The famous Kennedy photographer Jacques Lowe took incredible precautions to keep his negatives and transparencies safe.  They were kept in a safe in a vault in a bank.  Protected against fire, theft, and just about every other conceivable danger.  Extraordinary care for extraordinary images.  Protected perfectly, except from 9/11 and looters. Stuff happens.

Digital makes things easier and more difficult.  Easier because a digital image, unmodified, will remain as it is without succumbing to the grains of time.  You can make hundreds of copies of the file and there is zero difference between the original and copy #100.

But far more difficult because we trust technology.  A lot.  And that trust is misplaced.
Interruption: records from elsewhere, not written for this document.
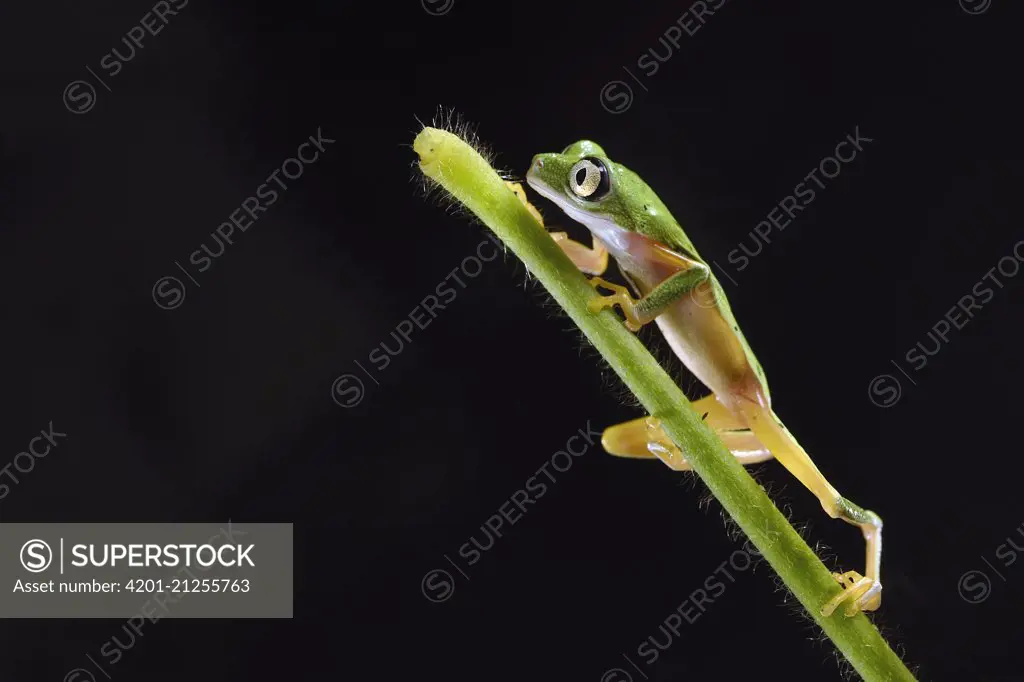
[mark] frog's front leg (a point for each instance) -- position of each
(640, 311)
(644, 438)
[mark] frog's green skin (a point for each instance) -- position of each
(699, 327)
(681, 294)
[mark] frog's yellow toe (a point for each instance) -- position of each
(859, 593)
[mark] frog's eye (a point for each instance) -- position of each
(589, 179)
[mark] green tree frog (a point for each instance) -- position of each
(678, 292)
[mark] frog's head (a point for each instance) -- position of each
(596, 192)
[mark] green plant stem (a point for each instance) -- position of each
(445, 159)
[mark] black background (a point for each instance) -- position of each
(222, 407)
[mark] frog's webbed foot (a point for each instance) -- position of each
(861, 594)
(589, 260)
(621, 297)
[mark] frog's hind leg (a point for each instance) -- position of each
(644, 438)
(860, 593)
(590, 261)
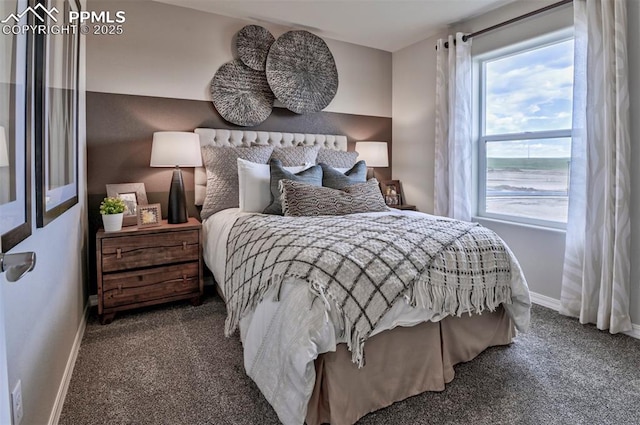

Most people rely on the internal hard drives on their computers to keep their images safe.  This is a poor decision.  Hard drives fail.  Often.  Usually without warning.  Retrieving data from a failed hard drive is possible, but it is expensive.  External hard drives are also used often, but are just as susceptible for failure.  A fellow photographer had a 1 Gig external hard drive fail on him.  Cost to retrieve the data if it were super important?  $2,000.  And likely with no guarantee of 100% retrieval of everything.

Most photographers who make backups use external storage media such as CD-R’s and DVD-R’s.  But storage media change.  I started in the world of 8″ floppy disks.  How many of those are still around?  We progressed to 5 1/4″ to 3 1/2″ disks.  Does your primary computer have a 3  1/2″ disk drive?  Probably not.  How many people owned the original Sony Mavica’s  (which used floppy disks as the storage media) still  have their original images on those disks?  Can they read them today?

I was asked a few years ago when I gave a talk on this basic topic if I thought that CD-R’s were going to be around forever (in terms of a medium rather than the actual disks).  And I replied confidently and without hesitation, “No.”  Slowly but surely CD-R’s are starting to disappear from store shelves, being replaced by DVD-R’s and Blu-ray blanks.  Because the form factor and reading process has stayed the same, CD-R’s are safe from reading obsolescence for the foreseeable future.  But there will come a time where those disks will not be easily read, and I fear that it will be quicker than any of us expect.

These disks will fail over time, too.  The dye that allows us to write to disk has a shelf life.  How long of a shelf life is tough to say, but I have lost parts of CD-R’s that were less than 10 years old.

So how do you preserve images in this era of digital photography?  That’s an answer for the next post…

About the image:

This is a spider that I made a few images of at Spring Valley Wildlife Area near Xenia, Ohio.  This is an image on my “To be identified” list.